Endlessly revisiting a particular website as you wait for updates has to be one of the more tedious ways to spend your time online. And so, if you really want to know when your favorite sites have something new to offer, it’s generally a better idea to look for news on their Twitter account or RSS feed.
If your target sites don’t have either, though, you might benefit from WebMon, a tiny, free Windows tool that checks the webpages you specify and lets you know whenever they’ve been changed.
After a straightforward, hassle-free installation, launching WebMon adds a single icon to your system tray. Right-click this, choose “Add Page” and you’re able to add the URL of the first web page you’d like to monitor (HTTP only, unfortunately: there’s no HTTPS support).

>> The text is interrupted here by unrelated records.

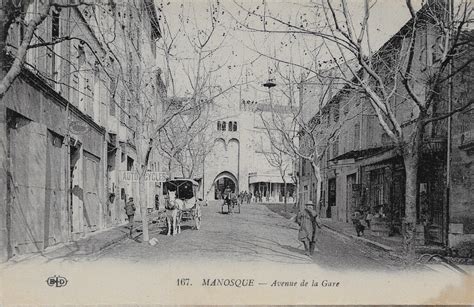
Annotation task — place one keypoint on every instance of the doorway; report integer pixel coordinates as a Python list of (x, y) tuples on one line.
[(331, 196)]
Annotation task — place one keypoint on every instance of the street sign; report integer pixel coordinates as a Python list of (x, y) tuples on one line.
[(149, 176)]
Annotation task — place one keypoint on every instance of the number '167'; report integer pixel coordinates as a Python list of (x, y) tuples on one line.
[(183, 282)]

Simple sliders then allow you to decide how often the page will be checked. Your frequency can be set to anything from 1 minute to almost 31 days.

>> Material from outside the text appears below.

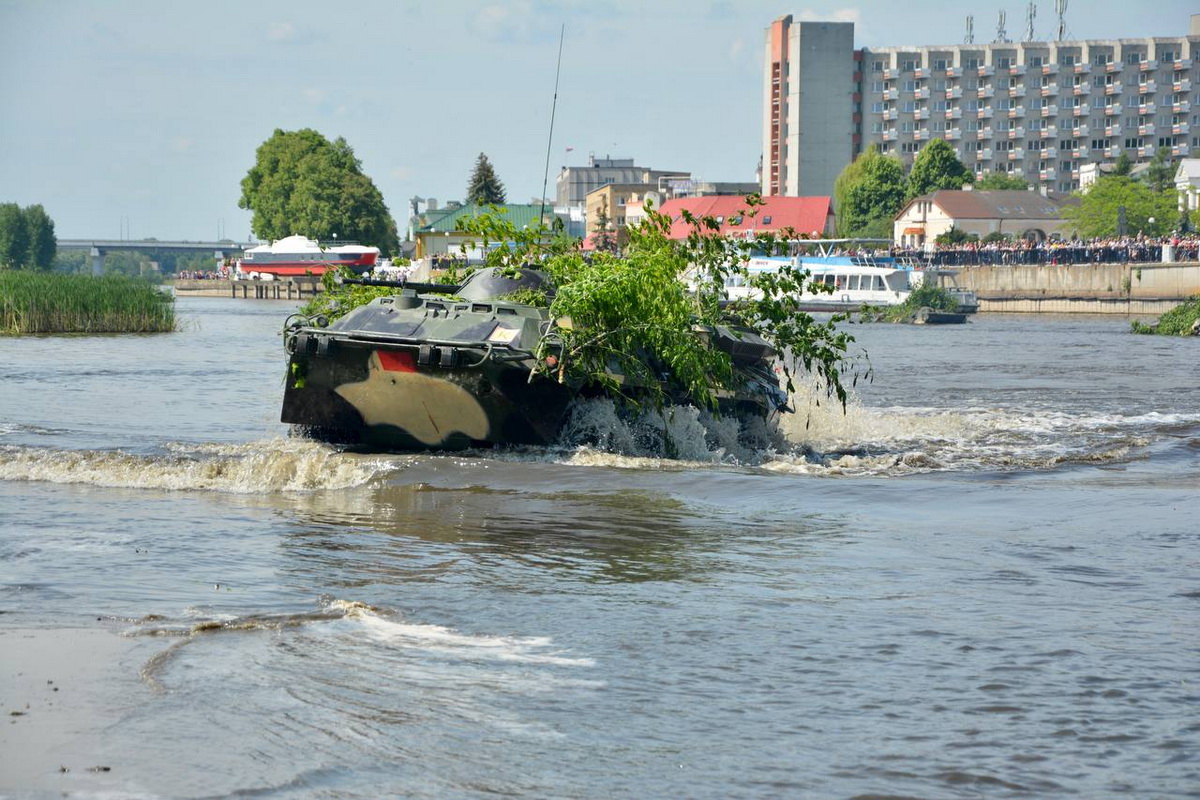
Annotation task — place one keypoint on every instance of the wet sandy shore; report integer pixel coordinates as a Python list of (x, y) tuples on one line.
[(61, 690)]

And you can also tell WebMon exactly which content within the page you’d like to check. This is fiddly to set up, as you must browse your page source code and choose exactly where the check should start and begin. But it could also be invaluable if you’re monitoring a page with some dynamic content (current headlines inserted at the top, say).
Once that’s finished, though, you can get on with other things. WebMon will simply run in the background, consuming a fairly minimal 6.5MB RAM, before it checks the specified page at your defined frequency. If it’s changed, you’ll see a pop-up alert, and clicking this will open the new page in a browser window for your inspection.
There are plenty more useful options here, though. You can manually add more URLs to check, for instance, or directly import them from your Internet Explorer Favorites as well as a Bookmarks.html file.
The pop-up alert is too intrusive? You can change its position, close it more quickly, even drop the pop-up altogether and just have an audio warning (a default “bip bip” or custom WAV file).
Or you can even have the program run a given command when a web update is found, maybe to launch some application, send you an email, whatever it might be.
You won’t get all the functionality available in the commercial competition, of course. The program will tell you that a page has changed, for instance, but it won’t show you what that change is. You’ll have to open it in a browser and figure this out for yourself.
As free web page monitors go, though, WebMon does very well, and if you can live with the program’s no-HTTPS limitation then it could prove a real time-saver.